The 1919 Browning is just the lightened, air cooled version of the 1917 water cooled gun. There are some minor differences, but basically its the same gun. And like ALL military small arms designed before (and during WWI) they were built like civilian guns in the fact that they were intended to be durable.

WWI changed everyone's thinking about combat, being the first war where the machine gun ruled the battlefield. Heavy built, built to last. The Maxim gun, was the main weapon, and used by both the English and the Germans.

By the closing years of WWI, some lessons had been learned, and the Browning has improved features over the earlier WW I machineguns. But there is only so much that can be done with a design, without making it into a completely different gun. We used the Browning .30 in WWII, and used it A LOT, because it was what we had, and were making.

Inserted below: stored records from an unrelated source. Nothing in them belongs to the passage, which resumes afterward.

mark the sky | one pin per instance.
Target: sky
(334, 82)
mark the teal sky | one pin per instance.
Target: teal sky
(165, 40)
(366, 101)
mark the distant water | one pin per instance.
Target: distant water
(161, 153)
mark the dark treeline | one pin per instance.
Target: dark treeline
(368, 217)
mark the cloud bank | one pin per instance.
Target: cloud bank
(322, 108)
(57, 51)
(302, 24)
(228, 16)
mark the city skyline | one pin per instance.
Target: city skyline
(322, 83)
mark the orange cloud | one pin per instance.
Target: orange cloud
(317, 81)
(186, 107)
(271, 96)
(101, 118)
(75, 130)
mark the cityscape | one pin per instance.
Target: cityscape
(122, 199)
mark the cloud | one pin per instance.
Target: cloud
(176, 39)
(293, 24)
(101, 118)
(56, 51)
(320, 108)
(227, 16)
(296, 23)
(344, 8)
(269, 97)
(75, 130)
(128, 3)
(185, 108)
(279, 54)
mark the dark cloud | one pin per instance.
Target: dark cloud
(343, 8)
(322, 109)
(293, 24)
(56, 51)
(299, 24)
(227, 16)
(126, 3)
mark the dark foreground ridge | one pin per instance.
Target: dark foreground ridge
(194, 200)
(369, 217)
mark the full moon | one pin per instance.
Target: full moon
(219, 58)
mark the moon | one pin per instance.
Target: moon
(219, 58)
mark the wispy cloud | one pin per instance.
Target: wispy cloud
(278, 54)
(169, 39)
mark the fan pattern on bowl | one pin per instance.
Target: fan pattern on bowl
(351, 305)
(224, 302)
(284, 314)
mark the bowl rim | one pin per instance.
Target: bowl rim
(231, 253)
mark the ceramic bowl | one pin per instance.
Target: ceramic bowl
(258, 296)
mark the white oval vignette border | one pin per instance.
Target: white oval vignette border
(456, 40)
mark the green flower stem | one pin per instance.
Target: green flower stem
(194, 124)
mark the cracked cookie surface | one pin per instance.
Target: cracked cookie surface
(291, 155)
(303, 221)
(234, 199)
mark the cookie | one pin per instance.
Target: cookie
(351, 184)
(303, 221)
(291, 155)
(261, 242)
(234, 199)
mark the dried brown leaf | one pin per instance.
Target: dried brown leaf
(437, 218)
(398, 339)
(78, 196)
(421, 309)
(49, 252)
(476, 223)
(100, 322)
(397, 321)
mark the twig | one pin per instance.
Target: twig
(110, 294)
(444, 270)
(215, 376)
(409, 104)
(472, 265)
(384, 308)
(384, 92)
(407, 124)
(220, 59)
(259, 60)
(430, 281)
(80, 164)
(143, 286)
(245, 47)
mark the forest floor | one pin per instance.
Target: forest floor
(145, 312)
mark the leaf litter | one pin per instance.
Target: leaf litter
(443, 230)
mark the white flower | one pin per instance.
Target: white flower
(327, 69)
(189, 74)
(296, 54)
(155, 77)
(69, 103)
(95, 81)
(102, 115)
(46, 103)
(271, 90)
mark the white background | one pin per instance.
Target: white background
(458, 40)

Germany, on the other hand, as has been said, basically had to start from scratch when they rearmed. And they had a different tactical doctrine than we did. The MG 34 is a masterpiece of design, but it is also made more in the traditional manner than later arms. It was the pressure of wartime production requirements, and some lessons learned that led to the MG 42. Propaganda aside, the Nazi war machine was nearly always on the brink of being critically short of small arms, and used captured weapons, and captured weapons factories extensively to supplement the German produced arms pool.

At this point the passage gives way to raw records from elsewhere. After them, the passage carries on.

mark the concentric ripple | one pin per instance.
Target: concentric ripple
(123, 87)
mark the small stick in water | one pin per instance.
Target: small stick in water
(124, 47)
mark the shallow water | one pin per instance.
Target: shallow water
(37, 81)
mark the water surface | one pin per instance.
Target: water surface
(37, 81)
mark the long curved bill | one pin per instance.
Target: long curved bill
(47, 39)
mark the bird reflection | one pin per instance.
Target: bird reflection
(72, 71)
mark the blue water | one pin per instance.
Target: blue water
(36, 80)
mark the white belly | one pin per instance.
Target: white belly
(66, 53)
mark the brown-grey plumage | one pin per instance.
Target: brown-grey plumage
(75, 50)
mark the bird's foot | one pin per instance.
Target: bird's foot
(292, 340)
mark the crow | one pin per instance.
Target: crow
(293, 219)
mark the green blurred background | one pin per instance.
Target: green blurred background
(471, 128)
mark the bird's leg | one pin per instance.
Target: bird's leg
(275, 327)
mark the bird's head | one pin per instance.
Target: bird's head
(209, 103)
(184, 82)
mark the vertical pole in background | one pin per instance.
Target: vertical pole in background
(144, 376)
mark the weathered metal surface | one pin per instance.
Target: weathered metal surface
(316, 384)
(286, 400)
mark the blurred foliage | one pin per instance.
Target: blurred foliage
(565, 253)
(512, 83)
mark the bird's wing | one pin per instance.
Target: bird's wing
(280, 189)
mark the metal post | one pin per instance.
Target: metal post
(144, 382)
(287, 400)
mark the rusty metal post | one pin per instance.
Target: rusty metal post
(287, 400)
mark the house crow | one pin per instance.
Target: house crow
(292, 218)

Note that they contined to build Lugers (p.08) until 1942, when it finally became clear that cost (in terms of skilled labor time) could be better used making other arms. The MG 42 was the first hugely sucessful design that took into account the fact that the battlefield life of small arms is not very long, and its a waste to make them "the old fashioned way".

So, stampings were used for a fair part of the gun. Cheaper in cost, and much cheaper in terms of production time. For us, there was no pressing need to replace or supplement the Browning .30, because when we got going, our production capacity dwarfed all the other combatant nations. Only the Soviet Union came close to matching us in arms, and they were able to do it in some areas only because supplies of materiel from the US (Lend Lease) meant they could concentrate production on arms. The Soviets didn't build as many trucks as they needed (or used), for example because we sent them thousands of Studebakers. The capacity they would have needed to use to build trucks could instead make tanks.

We also had an unsurmountable advantage in that our supplies of raw materials were secure and nobody was bombing our factories.

The Germans built a great gun in the MG 42, but they needed to build a gun like that. The lessons of WWII meant that the Browning .30 was a luxury car, and what modern war needed was an economy car, and lots of them. When we did get around to replacing the Browning .30, we went with a gun that did borrow (or directly copy) many of the features of the MG42. The M60 was better suited for modern war, but it was NOT a better gun than the Browning. In fact as a fine firearm, the m60 was a piece of crap, with many flaws and faults. ITs true we took lots of its design from the MG42, but we didn't do it right. Many of those flaws were eventually corrected, but it took considerable time, and its still "the pig".
All else being equal (and it almost never is) bigger bullets tend to work better.